During the year 1947 petitioner and his wife owned as tenants by the entireties a farm which had been purchased out of the separate funds of the petitioner and upon which petitioner conducted general farming operations during the calendar year. In his individual return for the year 1947, petitioner reported farm receipts of $2,821.64 and farm expenses of $12,310.17, with a resulting farm net operating loss of $9,488.53. Petitioner claimed the entire net operating loss in his individual 1947 return, and no part of it was claimed by his wife in her separate return. After some adjustments, not contested here, an allowable farm net operating loss in the amount of $6,206.89 resulted, and this amount is conceded by petitioner to be the correct amount. In his notice of deficiency, respondent allocated half of this loss to the return of the petitioner and half to the separate return of his wife. Farm receipts were paid to petitioner alone and deposited by him in his individual checking account, and farm expenses were paid by petitioner out of his separate funds. There was no oral or written agreement between petitioner and his -wife with respect to the use of the farm or the division of losses, profits, or expenses.

Under Michigan law it is well settled that where property is owned by husband and wife as tenants by the entireties, one-half of the net income is taxable to the husband and one-half of the net income is taxable to the wife. Commissioner v. Hart (C. A. 6, 1935), 76 F. 2d 864; Paul C. Greene, 7 T. C. 142 (1946); Herman Gessner, 32 B. T. A. 1258 (1935).

In Commissioner v. Hart, supra, the court stated:

* * * The holding by the entireties in Michigan is therefore entirely analogous to the community holding involved in Poe, Collector of Internal Revenue v. Seaborn, 282 U. S. 101 * * *.

The cited case, which involved community property held by husband and wife in the State of Washington, decided that community income should be divided between husband and wife for Federal income tax purposes. In Hopkins v.

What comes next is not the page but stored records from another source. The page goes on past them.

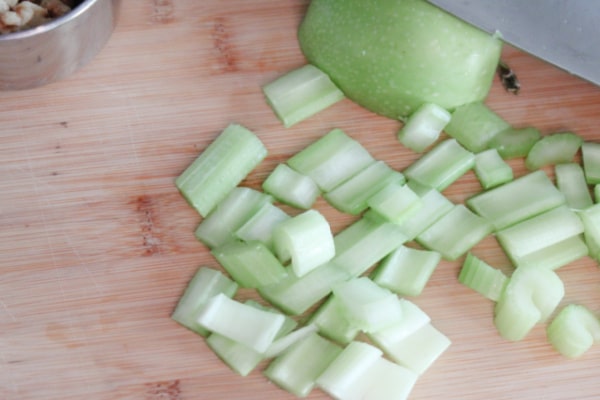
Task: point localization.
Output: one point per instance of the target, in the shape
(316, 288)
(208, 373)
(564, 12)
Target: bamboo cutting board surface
(96, 244)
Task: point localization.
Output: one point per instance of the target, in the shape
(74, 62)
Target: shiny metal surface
(47, 53)
(565, 33)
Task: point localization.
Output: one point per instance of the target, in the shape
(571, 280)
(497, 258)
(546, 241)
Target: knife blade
(565, 33)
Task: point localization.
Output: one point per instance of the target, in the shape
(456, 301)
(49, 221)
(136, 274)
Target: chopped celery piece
(367, 305)
(331, 160)
(291, 187)
(251, 264)
(413, 319)
(491, 170)
(294, 295)
(300, 94)
(332, 323)
(344, 377)
(570, 180)
(515, 201)
(306, 239)
(574, 330)
(297, 370)
(364, 243)
(406, 270)
(442, 165)
(530, 296)
(455, 233)
(229, 215)
(418, 350)
(241, 322)
(220, 168)
(423, 127)
(395, 202)
(474, 125)
(352, 195)
(434, 205)
(262, 224)
(553, 149)
(514, 142)
(539, 232)
(590, 153)
(206, 283)
(478, 275)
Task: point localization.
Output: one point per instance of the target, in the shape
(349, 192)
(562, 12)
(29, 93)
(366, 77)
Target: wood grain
(96, 244)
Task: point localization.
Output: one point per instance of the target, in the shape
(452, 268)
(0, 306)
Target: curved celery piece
(474, 125)
(482, 277)
(423, 127)
(514, 142)
(553, 149)
(442, 165)
(570, 180)
(300, 94)
(574, 330)
(291, 187)
(531, 296)
(220, 168)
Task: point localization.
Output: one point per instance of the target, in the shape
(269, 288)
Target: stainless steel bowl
(56, 49)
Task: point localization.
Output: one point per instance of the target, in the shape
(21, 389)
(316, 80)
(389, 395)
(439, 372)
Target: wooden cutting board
(96, 244)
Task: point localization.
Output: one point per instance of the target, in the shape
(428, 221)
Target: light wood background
(96, 245)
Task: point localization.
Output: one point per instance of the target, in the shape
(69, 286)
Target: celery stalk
(220, 168)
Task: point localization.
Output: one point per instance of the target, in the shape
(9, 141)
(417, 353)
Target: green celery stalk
(220, 168)
(300, 94)
(442, 165)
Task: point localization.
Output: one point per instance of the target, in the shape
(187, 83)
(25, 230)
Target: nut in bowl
(42, 41)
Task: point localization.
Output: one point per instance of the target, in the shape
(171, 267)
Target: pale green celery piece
(413, 319)
(229, 215)
(474, 125)
(530, 297)
(557, 148)
(261, 225)
(352, 195)
(590, 153)
(514, 142)
(367, 305)
(364, 243)
(250, 264)
(406, 270)
(301, 93)
(291, 187)
(539, 232)
(515, 201)
(455, 233)
(239, 357)
(570, 180)
(442, 165)
(241, 322)
(590, 217)
(423, 127)
(331, 159)
(296, 295)
(220, 168)
(574, 330)
(305, 238)
(395, 202)
(205, 284)
(297, 370)
(480, 276)
(418, 350)
(434, 205)
(394, 57)
(491, 170)
(332, 323)
(345, 377)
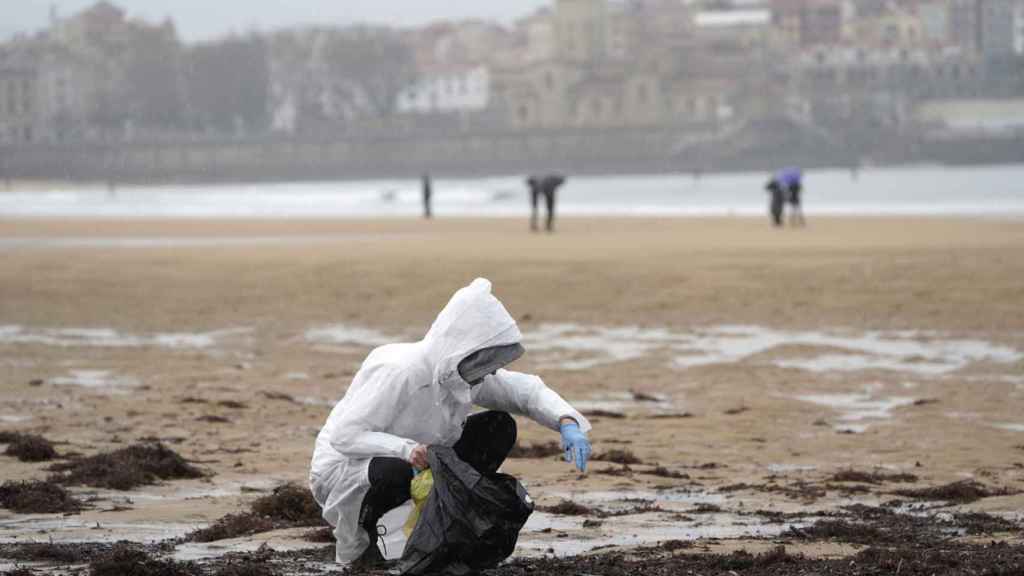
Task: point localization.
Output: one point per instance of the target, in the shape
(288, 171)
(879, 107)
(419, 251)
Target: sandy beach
(755, 363)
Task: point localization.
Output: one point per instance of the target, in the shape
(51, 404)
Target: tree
(228, 84)
(370, 67)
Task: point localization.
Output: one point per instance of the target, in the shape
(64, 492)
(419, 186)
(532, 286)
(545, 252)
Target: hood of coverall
(473, 320)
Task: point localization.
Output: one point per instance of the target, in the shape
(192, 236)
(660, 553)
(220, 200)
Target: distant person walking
(428, 193)
(776, 201)
(548, 188)
(792, 180)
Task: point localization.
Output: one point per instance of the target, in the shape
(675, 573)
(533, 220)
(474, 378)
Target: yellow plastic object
(420, 489)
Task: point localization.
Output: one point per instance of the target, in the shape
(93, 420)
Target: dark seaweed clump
(536, 450)
(125, 560)
(871, 478)
(290, 503)
(37, 497)
(28, 447)
(963, 492)
(129, 467)
(617, 456)
(52, 552)
(288, 506)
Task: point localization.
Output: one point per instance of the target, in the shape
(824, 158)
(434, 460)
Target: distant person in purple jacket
(792, 181)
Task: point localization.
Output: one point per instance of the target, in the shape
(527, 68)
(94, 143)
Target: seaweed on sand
(28, 447)
(290, 503)
(126, 560)
(617, 456)
(871, 478)
(663, 471)
(964, 492)
(545, 450)
(53, 552)
(233, 526)
(129, 467)
(568, 507)
(288, 506)
(37, 497)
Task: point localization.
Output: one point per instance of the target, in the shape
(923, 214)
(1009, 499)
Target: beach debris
(619, 456)
(859, 524)
(289, 505)
(545, 450)
(871, 478)
(28, 447)
(599, 413)
(139, 464)
(324, 535)
(671, 416)
(963, 492)
(65, 553)
(644, 397)
(126, 559)
(625, 470)
(663, 471)
(193, 400)
(37, 497)
(280, 396)
(705, 508)
(233, 526)
(213, 419)
(568, 507)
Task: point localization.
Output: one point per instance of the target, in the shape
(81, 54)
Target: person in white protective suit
(407, 397)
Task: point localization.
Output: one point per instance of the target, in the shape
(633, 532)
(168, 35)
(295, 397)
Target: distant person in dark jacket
(427, 197)
(776, 202)
(792, 180)
(548, 188)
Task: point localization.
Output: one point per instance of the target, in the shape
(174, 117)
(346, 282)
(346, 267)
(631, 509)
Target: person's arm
(361, 427)
(527, 396)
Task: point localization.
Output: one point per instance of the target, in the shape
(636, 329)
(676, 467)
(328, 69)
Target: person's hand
(576, 445)
(419, 457)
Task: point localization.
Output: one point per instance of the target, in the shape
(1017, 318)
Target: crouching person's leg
(389, 482)
(486, 441)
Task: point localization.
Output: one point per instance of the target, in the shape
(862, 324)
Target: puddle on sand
(74, 529)
(623, 403)
(199, 491)
(541, 533)
(13, 418)
(925, 354)
(282, 541)
(343, 334)
(858, 407)
(95, 379)
(107, 337)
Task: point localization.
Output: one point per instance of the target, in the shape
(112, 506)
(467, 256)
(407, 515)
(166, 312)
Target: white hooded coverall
(410, 394)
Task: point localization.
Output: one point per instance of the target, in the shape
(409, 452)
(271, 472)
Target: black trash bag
(470, 522)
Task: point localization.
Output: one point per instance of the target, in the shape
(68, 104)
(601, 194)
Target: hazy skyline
(199, 19)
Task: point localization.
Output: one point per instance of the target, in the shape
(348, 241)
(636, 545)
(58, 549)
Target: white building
(450, 89)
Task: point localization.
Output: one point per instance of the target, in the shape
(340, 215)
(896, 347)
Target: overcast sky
(205, 18)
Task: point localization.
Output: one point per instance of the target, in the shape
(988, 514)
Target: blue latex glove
(576, 445)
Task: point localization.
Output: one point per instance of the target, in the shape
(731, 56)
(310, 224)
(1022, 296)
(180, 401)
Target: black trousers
(486, 440)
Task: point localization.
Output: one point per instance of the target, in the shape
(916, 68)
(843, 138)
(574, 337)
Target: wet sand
(757, 363)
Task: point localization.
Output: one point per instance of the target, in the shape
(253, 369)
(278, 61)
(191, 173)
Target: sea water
(984, 191)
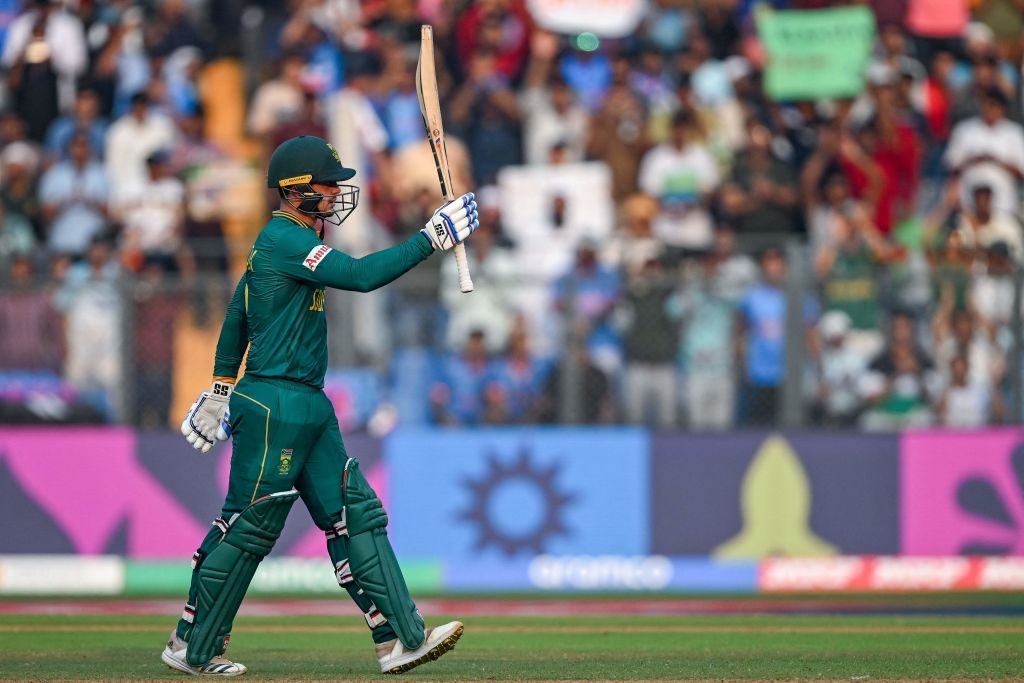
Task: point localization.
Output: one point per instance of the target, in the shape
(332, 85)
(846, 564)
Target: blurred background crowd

Bacon, 282 U. S. 122 (1930), involving the community law of Texas, the court generally followed Poe v. Seaborn, supra. This Court in Mellie Esperson Stewart, 35 B. T. A. 406 (1937), affd. (C. A. 5, 1938) 95 F. 2d 821, in considering community income to a husband and wife in Texas, stated, at page 411:

We * * * hold that the deductions, constituting expenses, depreciation, interest and taxes pertaining to petitioner’s separate property, the income from which falls into the community and is taxable in equal parts to petitioner *and her husband, are to be equally divided between the two. The gross income of the community shall be taxed equally between the two spouses and each granted the benefit of one-half of the deductions.

In that case, all the expenses pertaining to the property had been paid by the petitioner. Upon appeal, the court in affirming stated, at page 822: “Income and deductions must be accounted for on the same basis.” We feel that the instant case must be determined by analogy to these community property cases.

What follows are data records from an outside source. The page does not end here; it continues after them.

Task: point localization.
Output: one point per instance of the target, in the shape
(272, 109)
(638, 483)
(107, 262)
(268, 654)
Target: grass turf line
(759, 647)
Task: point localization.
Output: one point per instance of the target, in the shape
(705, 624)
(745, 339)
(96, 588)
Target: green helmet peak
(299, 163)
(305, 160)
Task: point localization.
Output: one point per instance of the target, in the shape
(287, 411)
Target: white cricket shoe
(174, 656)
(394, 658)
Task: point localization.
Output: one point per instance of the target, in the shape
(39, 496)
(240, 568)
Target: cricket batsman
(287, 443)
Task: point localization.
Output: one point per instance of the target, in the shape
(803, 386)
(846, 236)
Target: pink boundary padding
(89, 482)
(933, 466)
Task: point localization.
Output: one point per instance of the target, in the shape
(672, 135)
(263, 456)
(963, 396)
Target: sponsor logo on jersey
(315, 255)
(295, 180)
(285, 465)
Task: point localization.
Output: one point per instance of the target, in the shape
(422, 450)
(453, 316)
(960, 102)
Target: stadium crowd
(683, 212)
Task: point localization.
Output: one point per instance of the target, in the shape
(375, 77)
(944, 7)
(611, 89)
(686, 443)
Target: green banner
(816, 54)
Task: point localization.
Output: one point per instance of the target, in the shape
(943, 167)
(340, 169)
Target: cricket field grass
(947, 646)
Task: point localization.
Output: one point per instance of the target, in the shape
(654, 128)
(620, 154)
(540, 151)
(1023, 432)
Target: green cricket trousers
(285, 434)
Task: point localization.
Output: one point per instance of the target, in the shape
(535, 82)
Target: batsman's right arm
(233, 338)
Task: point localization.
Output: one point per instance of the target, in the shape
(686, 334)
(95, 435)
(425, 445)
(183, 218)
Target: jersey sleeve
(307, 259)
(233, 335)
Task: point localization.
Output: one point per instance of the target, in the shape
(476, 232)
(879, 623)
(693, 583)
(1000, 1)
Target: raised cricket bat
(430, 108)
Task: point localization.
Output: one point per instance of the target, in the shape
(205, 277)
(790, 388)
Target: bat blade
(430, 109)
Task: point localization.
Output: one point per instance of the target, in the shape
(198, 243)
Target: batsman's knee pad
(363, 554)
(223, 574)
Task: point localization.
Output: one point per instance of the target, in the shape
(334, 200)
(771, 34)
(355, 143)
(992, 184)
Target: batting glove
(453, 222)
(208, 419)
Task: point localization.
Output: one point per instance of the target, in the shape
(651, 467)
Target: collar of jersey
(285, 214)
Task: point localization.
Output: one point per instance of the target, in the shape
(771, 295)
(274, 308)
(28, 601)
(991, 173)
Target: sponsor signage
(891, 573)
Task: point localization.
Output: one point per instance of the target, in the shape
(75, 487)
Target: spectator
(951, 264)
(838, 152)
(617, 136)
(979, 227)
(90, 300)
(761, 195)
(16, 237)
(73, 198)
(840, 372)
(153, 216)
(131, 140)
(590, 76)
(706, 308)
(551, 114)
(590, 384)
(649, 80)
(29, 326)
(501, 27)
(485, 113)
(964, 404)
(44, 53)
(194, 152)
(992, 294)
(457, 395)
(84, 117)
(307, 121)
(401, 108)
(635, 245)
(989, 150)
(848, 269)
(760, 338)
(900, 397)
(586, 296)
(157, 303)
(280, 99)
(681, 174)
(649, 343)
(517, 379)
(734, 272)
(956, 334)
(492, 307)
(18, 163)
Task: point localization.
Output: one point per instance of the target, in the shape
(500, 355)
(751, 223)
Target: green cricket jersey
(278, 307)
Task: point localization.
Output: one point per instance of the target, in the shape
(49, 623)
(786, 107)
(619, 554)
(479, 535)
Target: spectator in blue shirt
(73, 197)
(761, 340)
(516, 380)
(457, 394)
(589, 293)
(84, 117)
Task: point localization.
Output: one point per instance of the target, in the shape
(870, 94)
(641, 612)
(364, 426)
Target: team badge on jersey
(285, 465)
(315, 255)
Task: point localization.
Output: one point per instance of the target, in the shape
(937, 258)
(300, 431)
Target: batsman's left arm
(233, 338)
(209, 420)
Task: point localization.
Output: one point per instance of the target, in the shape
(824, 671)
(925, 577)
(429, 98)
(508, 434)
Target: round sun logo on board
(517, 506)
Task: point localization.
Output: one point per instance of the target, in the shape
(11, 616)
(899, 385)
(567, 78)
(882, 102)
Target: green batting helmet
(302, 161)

We fail to see any reason why a net profit should be taxable one-half to each of the parties but a net loss should be deductible entirely by one of the spouses. The treatment should be consistent in both situations. In this case, the parties have stipulated that the property was owned by petitioner and his wife as tenants by the entireties.

Petitioner relies, in part, upon F. C. Nicodemus, Jr., 26 B. T. A. 125 (1932), and William R. Tracy, 25 B. T. A. 1055 (1932). These cases held that where properties were owned as tenancies by the en-tireties taxes were deductible entirely by the spouse who paid them under the theory that the spouses were jointly and severally liable. The Nicodemus case also allowed interest to be entirely deducted by the spouse who had paid it, under the same theory. Even if petitioner were entitled to any deduction by way of taxes and interest under the theory of the Nicodemus and Tracy cases, we are unable to afford him any relief because this record fails to show what amounts, if any, he had paid for such items.

We therefore hold that respondent did not err in allocating one-half of the loss suffered from the farm to petitioner in his individual return and the other half to petitioner’s wife in her individual return.

Decision will l>e entered for the respondent.